In order to avoid damage to the compensation switch tube, in this embodiment, when shutdown is triggered, it is first determined whether the inverter is currently in an active power transmission state, that is, when shutdown is not triggered, the compensation switch tube is immediately controlled to be turned off.

S12: and if the inverter works in an active power transmission state, controlling a compensation switch tube in the inverter to be switched off after a preset delay time so as to switch off the compensation switch tube at zero current.

If the inverter works in an active power transmission state when the shutdown is triggered, the compensation switch tube is not immediately controlled to be turned off, but the compensation switch tube is controlled to be turned off after the shutdown is triggered for a preset delay time so as to ensure that the compensation switch tube is turned off at zero current, namely, the conduction current of the compensation switch tube is reduced to 0 after the preset delay time, and the compensation switch tube is controlled to be turned off at the moment, so that the current terminal voltage of the compensation switch tube can be reduced to 0 or close to 0, the bearing voltage of the compensation switch tube during the turn-off is reduced, and the compensation switch tube is prevented from being damaged due to overlarge bearing voltage.

It should be noted that, if the current inverter is in the control process that the first switching tube Q1 and the fourth switching tube Q4 are simultaneously switched and are high-frequency complementary to the first compensation switching tube Q5, that is, in the interval i in fig. 2, at this time, the second compensation switching tube Q6 is in a continuous conduction state, if shutdown is triggered, the first switching tube Q1 and the fourth switching tube Q4 are shut down by wave sealing, and after a preset delay time, the second compensation switching tube Q6 is controlled to shut down by wave sealing, that is, the second compensation switching tube Q6 is controlled to shut down; if the current inverter is in the control process that the second switching tube Q2 and the third switching tube Q3 are simultaneously switched and are complementary to the second compensation switching tube Q6 at high frequency, that is, in the interval iii in fig. 2, at this time, the first compensation switching tube Q5 is in a continuous conduction state, if shutdown is triggered at this time, the second switching tube Q2 and the third switching tube Q3 are shut down by wave sealing, and after a preset delay time, the first compensation switching tube Q5 is controlled to shut down by wave sealing, that is, the first compensation switching tube Q5 is controlled to shut down.

As a preferred embodiment, when shutdown is triggered, it is determined whether the inverter is currently in an active power transmission state, specifically, by obtaining a current direction of an inverter inductor in the inverter and a voltage polarity of a grid voltage at a rear end of the inverter when shutdown is triggered, and determining whether the inverter is currently in the active power transmission state based on the current direction and the voltage polarity.

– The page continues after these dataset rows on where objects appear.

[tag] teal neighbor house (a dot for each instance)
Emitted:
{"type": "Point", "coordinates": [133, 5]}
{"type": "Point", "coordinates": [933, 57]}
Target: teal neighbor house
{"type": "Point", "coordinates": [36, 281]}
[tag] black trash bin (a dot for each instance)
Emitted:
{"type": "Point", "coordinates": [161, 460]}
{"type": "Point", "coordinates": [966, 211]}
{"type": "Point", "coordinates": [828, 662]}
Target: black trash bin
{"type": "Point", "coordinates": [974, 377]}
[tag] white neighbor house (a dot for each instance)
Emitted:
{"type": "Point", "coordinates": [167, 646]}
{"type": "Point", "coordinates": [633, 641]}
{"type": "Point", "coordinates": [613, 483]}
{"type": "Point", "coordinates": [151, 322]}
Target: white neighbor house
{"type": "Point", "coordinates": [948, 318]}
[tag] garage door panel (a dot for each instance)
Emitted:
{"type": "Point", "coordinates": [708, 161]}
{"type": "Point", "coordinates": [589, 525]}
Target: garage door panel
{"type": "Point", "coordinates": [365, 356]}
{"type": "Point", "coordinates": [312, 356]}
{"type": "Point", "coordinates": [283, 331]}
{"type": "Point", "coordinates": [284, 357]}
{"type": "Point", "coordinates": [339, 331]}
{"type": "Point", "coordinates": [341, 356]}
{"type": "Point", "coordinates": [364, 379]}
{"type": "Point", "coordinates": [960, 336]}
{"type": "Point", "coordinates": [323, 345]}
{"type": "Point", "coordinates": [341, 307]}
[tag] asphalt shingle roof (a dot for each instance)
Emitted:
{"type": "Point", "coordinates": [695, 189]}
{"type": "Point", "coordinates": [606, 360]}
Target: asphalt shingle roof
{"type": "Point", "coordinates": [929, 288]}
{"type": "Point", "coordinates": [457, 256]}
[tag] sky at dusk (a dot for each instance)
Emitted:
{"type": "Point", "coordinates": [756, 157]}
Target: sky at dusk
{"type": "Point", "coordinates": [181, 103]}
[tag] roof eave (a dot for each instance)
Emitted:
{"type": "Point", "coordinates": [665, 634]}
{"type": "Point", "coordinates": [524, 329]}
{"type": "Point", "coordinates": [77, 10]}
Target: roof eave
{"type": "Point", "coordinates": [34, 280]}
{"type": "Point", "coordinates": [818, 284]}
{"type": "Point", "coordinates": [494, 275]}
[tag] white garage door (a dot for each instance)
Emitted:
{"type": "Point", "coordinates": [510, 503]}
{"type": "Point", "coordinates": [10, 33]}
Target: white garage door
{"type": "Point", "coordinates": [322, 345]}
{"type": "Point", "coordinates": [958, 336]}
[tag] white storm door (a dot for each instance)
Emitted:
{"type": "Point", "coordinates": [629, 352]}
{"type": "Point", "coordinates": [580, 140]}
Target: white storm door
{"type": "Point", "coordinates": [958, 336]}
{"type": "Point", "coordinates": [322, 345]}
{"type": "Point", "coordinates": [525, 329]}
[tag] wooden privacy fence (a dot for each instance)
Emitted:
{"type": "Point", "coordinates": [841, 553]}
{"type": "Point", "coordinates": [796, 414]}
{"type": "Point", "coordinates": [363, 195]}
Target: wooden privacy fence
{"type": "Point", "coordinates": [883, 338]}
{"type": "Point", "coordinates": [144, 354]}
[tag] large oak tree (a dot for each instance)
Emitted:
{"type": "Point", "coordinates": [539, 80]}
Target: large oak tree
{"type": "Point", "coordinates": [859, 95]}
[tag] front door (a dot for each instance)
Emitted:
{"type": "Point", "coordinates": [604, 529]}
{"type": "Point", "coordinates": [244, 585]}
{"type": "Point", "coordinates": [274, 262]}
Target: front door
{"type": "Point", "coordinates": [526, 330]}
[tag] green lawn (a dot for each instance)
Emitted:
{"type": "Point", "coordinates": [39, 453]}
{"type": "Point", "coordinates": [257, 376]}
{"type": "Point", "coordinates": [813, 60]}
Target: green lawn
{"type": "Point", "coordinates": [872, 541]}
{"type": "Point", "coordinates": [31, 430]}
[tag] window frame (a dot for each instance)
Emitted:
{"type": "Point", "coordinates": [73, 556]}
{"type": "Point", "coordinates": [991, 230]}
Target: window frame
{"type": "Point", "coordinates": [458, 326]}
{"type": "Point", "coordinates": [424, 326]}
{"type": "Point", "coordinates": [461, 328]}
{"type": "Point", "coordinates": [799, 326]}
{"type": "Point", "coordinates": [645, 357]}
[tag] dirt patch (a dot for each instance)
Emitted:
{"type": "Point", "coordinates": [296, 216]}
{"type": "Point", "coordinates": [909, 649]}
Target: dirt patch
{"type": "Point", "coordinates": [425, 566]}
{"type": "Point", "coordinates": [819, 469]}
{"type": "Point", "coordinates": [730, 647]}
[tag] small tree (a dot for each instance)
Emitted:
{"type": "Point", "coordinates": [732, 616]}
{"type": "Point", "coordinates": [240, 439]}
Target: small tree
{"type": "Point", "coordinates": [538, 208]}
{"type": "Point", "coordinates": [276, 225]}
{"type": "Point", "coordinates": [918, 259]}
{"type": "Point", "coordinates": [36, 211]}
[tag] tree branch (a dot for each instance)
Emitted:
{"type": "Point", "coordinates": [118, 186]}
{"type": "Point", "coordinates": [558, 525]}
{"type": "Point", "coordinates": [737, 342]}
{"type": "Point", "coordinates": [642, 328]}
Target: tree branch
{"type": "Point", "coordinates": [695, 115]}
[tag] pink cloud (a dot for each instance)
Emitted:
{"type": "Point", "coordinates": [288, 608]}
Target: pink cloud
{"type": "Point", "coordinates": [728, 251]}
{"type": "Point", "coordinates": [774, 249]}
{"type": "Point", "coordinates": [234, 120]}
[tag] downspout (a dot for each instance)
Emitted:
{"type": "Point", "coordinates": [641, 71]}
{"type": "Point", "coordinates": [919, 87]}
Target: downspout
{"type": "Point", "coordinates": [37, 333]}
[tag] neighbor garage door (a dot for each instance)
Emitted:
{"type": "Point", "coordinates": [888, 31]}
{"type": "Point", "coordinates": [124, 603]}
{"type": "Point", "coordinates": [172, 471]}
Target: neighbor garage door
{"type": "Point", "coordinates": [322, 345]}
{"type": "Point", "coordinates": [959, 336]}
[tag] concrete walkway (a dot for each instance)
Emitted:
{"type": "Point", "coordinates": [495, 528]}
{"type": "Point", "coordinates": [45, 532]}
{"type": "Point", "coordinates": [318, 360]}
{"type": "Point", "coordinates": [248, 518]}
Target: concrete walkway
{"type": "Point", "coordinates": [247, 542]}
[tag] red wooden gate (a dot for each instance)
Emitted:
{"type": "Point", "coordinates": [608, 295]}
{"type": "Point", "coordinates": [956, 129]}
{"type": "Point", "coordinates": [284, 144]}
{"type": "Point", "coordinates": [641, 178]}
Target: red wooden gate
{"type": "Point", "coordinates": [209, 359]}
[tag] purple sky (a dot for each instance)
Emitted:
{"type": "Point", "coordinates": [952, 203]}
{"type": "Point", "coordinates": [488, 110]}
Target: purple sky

Specifically, in fig. 2, a power frequency cycle is divided into four stages i, ii, iii, and iv, in the stage i, the inverter outputs a voltage which is positive and negative, and a current flows to a power grid, which is in an active power transmission state; in the stage II, the output voltage of the inverter is positive and negative, and the current flows to the inverter and is in a reactive power transmission state; in the stage III, the output voltage of the inverter is negative and positive, and the current flows to the inverter and is in an active power transmission state; and in the stage IV, the output voltage of the inverter is positive at the upper part and negative at the lower part, and the current flows to the power grid, so that the reactive power transmission state is realized.

The current and the grid voltage of the inverter inductor can be acquired by the current acquisition module and the voltage acquisition module respectively to determine the current direction of the inverter inductor and the voltage polarity of the grid voltage at the rear end of the inverter.

In addition, as a preferred embodiment, when shutdown is triggered, if the inverter operates in an active power transmission state, it is further determined whether the inverter operates in a pure active power transmission state, and if the inverter operates in the pure active power transmission state, a compensation switching tube in the inverter is controlled to be turned off.

If the inverter operates in a pure active power transmission state, that is, when a phase angle between grid voltage and inductive current is 0, shutdown is triggered when the phase angle is close to a zero crossing point of the grid voltage, as shown in fig. 4, where fig. 4 is a schematic control logic diagram in the pure active power transmission state provided by the present invention. In fig. 4, after shutdown is triggered at time t1, according to the control logic, a preset delay time needs to elapse, for example, the wave sealing of the second compensation switch Q6 is performed after being delayed to time t3, but the grid voltage passes through a zero crossing point at time t2, so that the wave sealing shutdown of the second compensation switch Q6 can be performed at time t2 without delaying to time t3, so as to improve the control efficiency.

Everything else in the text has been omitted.